I thought it was fascinating, if at times unsettling viewing. I remember the original doc (from about 2001 I think?) and thought that Louis got some very interesting stuff at the time; he obviously suspected that Savile was a bad 'un and came very close to the truth, although never really getting anything concrete. He obviously found Savile a fascinating character as they stayed in touch for years afterwards, but seemed - in last night's follow-up - to be overly blaming himself for not spotting what now seems obvious (on reviewing clips from the original documentary). I thought he was being very hard on himself; Savile was a very slippery character, not to mention notoriously litigious. An interesting fact that emerged was that in the original documentary, Louis got one definite thing out of Savile - an admission (more of a boast) - of having sex with a 15-year old girl, which he reported to the BBC producers, but it was suppressed and no action was taken.

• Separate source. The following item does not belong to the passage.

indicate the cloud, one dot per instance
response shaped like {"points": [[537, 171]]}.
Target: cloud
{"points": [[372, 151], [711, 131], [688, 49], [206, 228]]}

The weird thing is, well before the original film, I always thought that it was quite well-known that Savile was not only a prolific child molester, rapist and necrophiliac. When I was a student in Dundee in the early 1990s, Jerry Sadowitz had a show on BBC Scotland (as far as I know, it didn't run in England) and he regularly made jokes about Savile's necrophiliac tendencies. I remember one particular rant where he basically described not only Savile's unusual "tastes", but also how he was able to get away with it by threatening any would-be whistleblowers through various means: actual physical threats, litigation at any hint of impropriety, threatening to stop his charity work and his trump card, saying that if anyone reported him, he would simply name other far more high-profile names who shared his peculiar tastes. And of course, it turned out that Sadowitz was spot-on with everything he said, which is probably why he was never sued. However, this was Jerry Sadowitz and his jokes were dismissed as his usual brand of shock humour, so never taken seriously (there's a parallel here with similar allegations John Lydon regularly made in the late 1970s; he was Johnny Rotten and just trying to shock, or so people thought (or appeared to think). But even at the time, my mates and I were all of the opinion that Savile was a horrific creep and certainly guilty of everything Sadowitz and Lydon said.
Another story I remember from around that time was one my dad told; in the early 1970s he worked as a doctor at Leeds Royal Infirmary and said that Savile would regularly turn up as a volunteer porter (basically wheeling patients around on trolleys, including - and especially - corpses to the mortuary). He (my dad) said that it was pretty well-known that Savile wasn't doing this for purely altruistic and charitable reasons, but nobody could ever actually get conclusive proof of his wrongdoings, or catch him "in the act", as it were. But all the young nurses working there at the time were warned never to allow themselves to get into a situation where they were alone with him.
A lot has been made of his "hiding in plain sight" but I never bought into this angle. He obviously had dirt on some very important people and made it plain that he would bring them down with him, if anyone actually made serious allegations. It's well-documented that he was a regular visitor to Chequers when Thatcher was in power; also that - during the 1980s - she repeatedly tried to get him a knighthood but was warned off by senior Civil Servants, before somehow managing it in her last year of office. In the same year, he was made a Knight Commander of the Pontifical Equestrian Order of Saint Gregory the Great (KCSG) by Pope John Paul II.
It's an awful story from start to finish, really. There's an obvious parallel with Max Clifford, another one with dirt on famous people, but it didn't save him from prosecution. Savile must have had some seriously explosive stuff, but I guess we'll never find out now, what with him being dead and all that.